Plaintiff raises one issue on appeal: “[w]hether the ALJ[’s] decision was in error in failing to properly address the [Plaintiff’s] borderline visuomotor processing speed.” (Doc. 26 at 3.) Plaintiff argues that the ALJ’s failure to address Plaintiff’s borderline

visuomotor processing speed led to an inaccurate residual functional capacity (“RFC”) determination which, in turn, curated an overinclusive or inaccurate list of available jobs in the national economy. (Id. at 5.) Specifically, Plaintiff hypothesizes that the ALJ “may have conflated processing speed” with “visuomotor processing speed” during his analysis, as each were not distinctly

discussed. (Id. at 5.) Plaintiff asserts that this potential misinterpretation is material because the jobs identified by the vocational expert (“VE”) all involve some type of assembly work and, had the ALJ “reduced the speed in which [Plaintiff] could efficiently integrate eyes and hands to complete a task,2 [the]

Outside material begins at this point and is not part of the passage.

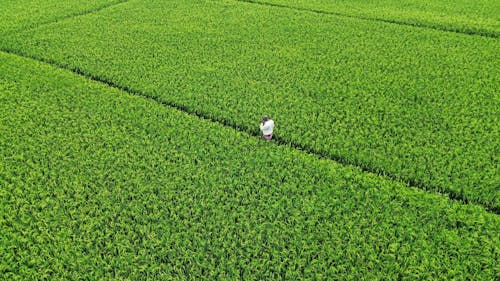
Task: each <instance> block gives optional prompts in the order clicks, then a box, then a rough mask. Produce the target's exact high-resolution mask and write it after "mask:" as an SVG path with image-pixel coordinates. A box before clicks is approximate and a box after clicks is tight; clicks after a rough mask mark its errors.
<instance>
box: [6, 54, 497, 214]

VE may have eliminated the jobs offered, and[,] given the other limitations, all other work.” (Id.) B. The ALJ’s Decision To determine if Plaintiff continues to be disabled, the ALJ must follow a

seven-step evaluation process. (20 C.F.R. § 416.994.) At step one, the ALJ must determine whether Plaintiff has an impairment or combination of impairments which meets or medically equals the criteria of an impairment listed in 20 C.F.R. Part 404, Subpart P, Appendix

1. (20 C.F.R. §§ 416.920(d), 416.925, 416.926.) If Plaintiff does, her disability continues. (20 C.F.R. § 416.994(b)(5)(i).) At step two, the ALJ must determine whether medical improvement has occurred (20 C.F.R. §416.994(b)(5)(ii).). Medical improvement is any decrease

2 Note that, in her brief, Plaintiff does not cite to any external source supporting her definition of borderline visuomotor processing speed and/or any effects that may manifest regarding her ability to assemble items. (Id.) in medical severity of the impairment(s) as established by improvement in symptoms, signs and/or laboratory findings. (20 C.F.R. § 416.994(b)(1)(i).) If

medical improvement has occurred, the analysis proceeds to the third step. (Tr. 679.) If not, the analysis proceeds to the fourth step. (Id.) At step three, the ALJ must determine whether medical improvement is related to the ability to work. (20 C.F.R. § 416.994(b)(5)(iii).) Medical

improvement is related to the ability to work if it results in an increase in Plaintiff’s capacity to perform basic work activities. (20 C.F.R. § 416.994(b)(1)(iii).). If it does, the analysis proceeds to the fifth step. (Tr. 679.) At step four, the ALJ must determine if an exception to medical

improvement applies (20 C.F.R. § 416.994(b)(5)(iv).). There are two groups of exceptions. (20 C.F.R.